Voorts kunnen op dit moment aspirant-adoptiefouders tot 42 jaar een beginseltoestemming aanvragen. Indien er sprake is van bijzondere omstandigheden kunnen zij tot het bereiken van de leeftijd van 44 jaar een beginseltoestemming aanvragen. Van bijzondere omstandigheden is bijvoorbeeld sprake indien de ouders bereid zijn een kind van twee jaar of ouder of een gehandicapt kind op te nemen. Denkbaar is echter dat de grens voor het aanvragen van een beginseltoestemming in alle gevallen verhoogd wordt naar 44 jaar.
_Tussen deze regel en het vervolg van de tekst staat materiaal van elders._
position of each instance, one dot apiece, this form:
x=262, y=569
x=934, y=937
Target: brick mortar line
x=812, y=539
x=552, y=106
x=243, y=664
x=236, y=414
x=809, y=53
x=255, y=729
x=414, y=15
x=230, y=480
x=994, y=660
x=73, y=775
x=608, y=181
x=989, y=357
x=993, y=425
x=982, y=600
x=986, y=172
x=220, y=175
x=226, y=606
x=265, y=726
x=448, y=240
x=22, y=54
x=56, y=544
Overeenkomstig mijn toezegging tijdens het Algemeen Overleg zal ik nader bezien in hoeverre er ten aanzien van de maximale leeftijdsgrens een hardheidsclausule kan worden ingebouwd om te voorkomen dat wanneer de procedure tot verkrijging van een beginseltoestemming lang duurt, adoptanten uiteindelijk wegens het bereiken van de leeftijdsgrens niet kunnen adopteren.

Kortom, ik meen dat er mogelijkheden zijn om het bestaande stelsel op onderdelen aan te passen en ben ook voornemens deze wijzigingen in het wetgevingstraject dat naar aanleiding van de brief van 21 februari jl. wordt ingezet, mee te nemen.

Vereisten bij deelbemiddeling uit Verenigde Staten

Tevens heb ik toegezegd nog schriftelijk te zullen reageren op de opmerking van de heer Luchtenveld dat bij deelbemiddeling uit de Verenigde Staten (hierna: VS) ná de goedkeuring van een contact aldaar, de eis is gesteld dat eerst drie adoptiebureaus het kind in eigen land moeten hebben aangeboden voordat interlandelijke adoptie aan de orde kan zijn.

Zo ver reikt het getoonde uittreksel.